You are viewing a plain text version of this content. The canonical link for it is here.
Posted to solr-user@lucene.apache.org by Chris Hostetter <ho...@fucit.org> on 2009/09/04 00:36:25 UTC
Re: Clarifications to Synonym Filter Wiki entry? (2 of 2)
: Earlier on the thread repeats the claim that, if you use index side
: expansion, you won't have a problem.

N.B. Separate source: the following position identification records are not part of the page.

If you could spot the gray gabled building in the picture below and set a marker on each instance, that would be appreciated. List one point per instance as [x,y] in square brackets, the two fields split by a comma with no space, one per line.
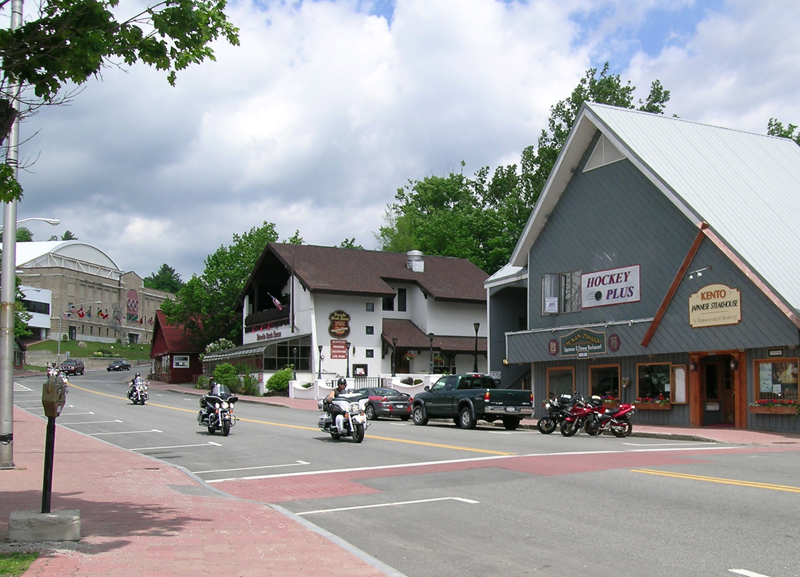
[659,264]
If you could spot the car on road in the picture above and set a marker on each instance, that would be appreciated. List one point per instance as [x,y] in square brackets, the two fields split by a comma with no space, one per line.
[386,402]
[118,366]
[72,367]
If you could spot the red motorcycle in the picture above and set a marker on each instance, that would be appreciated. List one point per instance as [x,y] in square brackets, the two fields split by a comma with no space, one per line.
[616,420]
[577,416]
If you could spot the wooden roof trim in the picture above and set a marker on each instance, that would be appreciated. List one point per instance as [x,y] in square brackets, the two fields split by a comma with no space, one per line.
[755,279]
[673,288]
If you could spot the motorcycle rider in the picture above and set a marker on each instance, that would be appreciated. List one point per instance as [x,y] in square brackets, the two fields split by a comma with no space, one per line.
[335,411]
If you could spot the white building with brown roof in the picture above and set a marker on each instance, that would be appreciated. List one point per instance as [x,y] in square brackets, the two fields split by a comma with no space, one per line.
[356,313]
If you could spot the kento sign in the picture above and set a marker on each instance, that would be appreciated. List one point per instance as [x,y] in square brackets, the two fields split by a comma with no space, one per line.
[582,343]
[715,305]
[610,287]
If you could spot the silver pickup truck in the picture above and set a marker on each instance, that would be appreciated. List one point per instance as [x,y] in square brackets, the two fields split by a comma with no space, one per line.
[471,397]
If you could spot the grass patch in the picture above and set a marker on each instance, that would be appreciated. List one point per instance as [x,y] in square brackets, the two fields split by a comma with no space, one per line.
[15,564]
[130,352]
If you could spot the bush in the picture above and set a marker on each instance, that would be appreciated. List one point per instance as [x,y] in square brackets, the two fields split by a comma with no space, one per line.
[280,380]
[225,374]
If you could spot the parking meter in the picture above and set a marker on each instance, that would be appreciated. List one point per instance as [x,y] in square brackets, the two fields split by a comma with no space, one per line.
[54,395]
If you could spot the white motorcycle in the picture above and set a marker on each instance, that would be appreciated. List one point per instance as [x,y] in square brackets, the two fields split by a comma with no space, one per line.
[351,407]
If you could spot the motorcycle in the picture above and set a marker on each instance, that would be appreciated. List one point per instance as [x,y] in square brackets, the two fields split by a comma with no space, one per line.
[578,413]
[352,408]
[616,420]
[137,392]
[216,410]
[558,409]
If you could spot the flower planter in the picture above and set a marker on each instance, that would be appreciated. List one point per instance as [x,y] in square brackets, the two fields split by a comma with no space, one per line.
[652,406]
[773,410]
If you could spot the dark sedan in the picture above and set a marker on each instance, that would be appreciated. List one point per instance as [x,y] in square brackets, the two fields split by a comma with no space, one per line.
[385,402]
[118,366]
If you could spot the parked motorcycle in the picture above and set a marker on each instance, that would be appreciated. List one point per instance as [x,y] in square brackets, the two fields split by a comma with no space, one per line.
[578,413]
[616,420]
[137,392]
[354,423]
[216,410]
[558,409]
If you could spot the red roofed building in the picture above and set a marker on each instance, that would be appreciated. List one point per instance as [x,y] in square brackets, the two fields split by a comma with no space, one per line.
[175,357]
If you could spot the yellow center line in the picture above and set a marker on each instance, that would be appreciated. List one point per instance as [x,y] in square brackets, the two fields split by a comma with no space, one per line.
[421,443]
[753,484]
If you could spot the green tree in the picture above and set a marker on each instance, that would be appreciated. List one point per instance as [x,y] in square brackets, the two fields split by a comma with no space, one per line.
[165,279]
[776,128]
[481,218]
[350,243]
[69,41]
[206,304]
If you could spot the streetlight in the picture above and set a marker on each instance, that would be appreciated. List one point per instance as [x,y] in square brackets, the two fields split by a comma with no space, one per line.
[7,293]
[475,366]
[430,338]
[394,354]
[60,329]
[53,221]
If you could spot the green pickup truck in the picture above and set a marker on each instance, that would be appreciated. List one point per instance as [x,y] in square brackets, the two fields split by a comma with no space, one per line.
[469,398]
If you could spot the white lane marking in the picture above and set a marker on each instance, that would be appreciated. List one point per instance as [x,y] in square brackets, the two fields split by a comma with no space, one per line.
[175,447]
[124,433]
[474,460]
[461,499]
[251,468]
[91,423]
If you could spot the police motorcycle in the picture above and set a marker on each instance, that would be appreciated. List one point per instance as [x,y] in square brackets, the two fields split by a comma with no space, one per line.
[351,407]
[216,410]
[137,392]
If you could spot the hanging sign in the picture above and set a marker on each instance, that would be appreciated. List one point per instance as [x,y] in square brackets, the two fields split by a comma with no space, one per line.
[582,343]
[610,287]
[715,305]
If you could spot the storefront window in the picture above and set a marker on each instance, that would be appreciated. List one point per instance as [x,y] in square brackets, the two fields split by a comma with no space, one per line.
[777,380]
[605,381]
[653,381]
[560,381]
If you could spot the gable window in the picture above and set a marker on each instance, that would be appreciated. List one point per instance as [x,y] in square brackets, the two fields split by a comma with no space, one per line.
[561,292]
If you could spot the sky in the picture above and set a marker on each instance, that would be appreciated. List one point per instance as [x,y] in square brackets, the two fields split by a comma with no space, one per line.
[328,107]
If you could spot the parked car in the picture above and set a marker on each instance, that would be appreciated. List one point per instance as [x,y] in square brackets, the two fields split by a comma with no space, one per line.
[118,366]
[385,402]
[470,397]
[72,367]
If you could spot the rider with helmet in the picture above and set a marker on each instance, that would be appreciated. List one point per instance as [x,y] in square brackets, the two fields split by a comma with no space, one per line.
[335,411]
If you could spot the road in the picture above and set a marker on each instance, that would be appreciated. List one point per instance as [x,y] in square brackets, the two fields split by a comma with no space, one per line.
[442,501]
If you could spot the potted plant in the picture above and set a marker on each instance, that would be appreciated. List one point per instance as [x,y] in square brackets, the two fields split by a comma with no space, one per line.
[775,407]
[659,403]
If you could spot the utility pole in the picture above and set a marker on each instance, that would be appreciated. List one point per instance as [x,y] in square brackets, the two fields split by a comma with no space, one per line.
[8,283]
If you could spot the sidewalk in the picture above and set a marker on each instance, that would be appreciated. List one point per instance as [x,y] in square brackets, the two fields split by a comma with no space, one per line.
[144,518]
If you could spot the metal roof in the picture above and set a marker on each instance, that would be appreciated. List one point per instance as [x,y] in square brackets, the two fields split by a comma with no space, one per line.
[745,186]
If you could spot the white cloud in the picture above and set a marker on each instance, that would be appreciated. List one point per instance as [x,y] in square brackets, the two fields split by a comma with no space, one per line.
[324,111]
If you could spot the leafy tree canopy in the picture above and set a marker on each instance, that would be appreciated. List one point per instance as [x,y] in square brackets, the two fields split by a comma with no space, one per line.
[776,128]
[206,304]
[165,279]
[480,218]
[69,41]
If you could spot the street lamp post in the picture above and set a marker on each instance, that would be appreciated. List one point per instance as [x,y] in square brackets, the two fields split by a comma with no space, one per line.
[394,354]
[430,338]
[475,365]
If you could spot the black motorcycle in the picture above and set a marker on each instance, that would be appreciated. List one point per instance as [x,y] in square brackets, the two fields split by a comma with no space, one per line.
[558,409]
[216,410]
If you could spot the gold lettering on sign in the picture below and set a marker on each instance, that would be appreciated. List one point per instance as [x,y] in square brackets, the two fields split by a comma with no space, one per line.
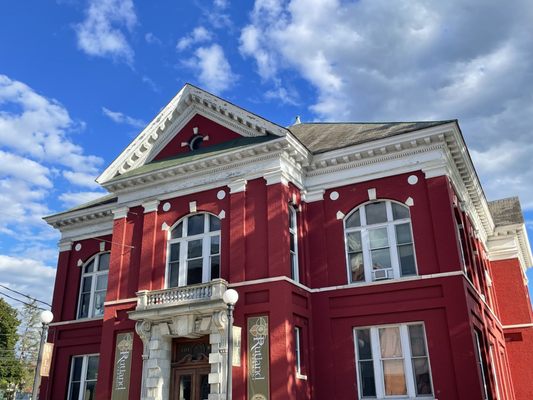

But it doesn't explain how/why that
: fixes it, given that the Lucene parser still breaks on white space.
because at query time, nothing knows (or cares) that that multiple
variants were indexed ... if your feld contains "sea" and
"biscut" and "seabiscut" the query parser doesn't care .... a querystring
whose parsed form results in the query (field:seabiscut) is going
to match, ditto for (field:sea field:biscut) ... the only place things
start getting interesting is with phrase queries: because the synonyms
are put at the same term position, things typically work ok, but you
sometimes (ie: when the synonyms have differnet number of tokens) need a
non-zero slop factor to help bridge the gap.
: Later there's a clue, it seems that even single words of a multi-word
: thesaurus entry are matched - so I guess Lucene doesn't need to see both
: words in a multi-word query, it just picks up either word, so it works
: around the multi-word parsing problem, but adds the undesireable side effect
: of false positive matches?
no ... A multi word (phrase) query needs to match all the words ... what
that's referign to is that if a document orriginall contained "seabiscut"
and synonyms caused "sea" and "biscut" to be added, then a search for just
the term "sea" will match.
-Hoss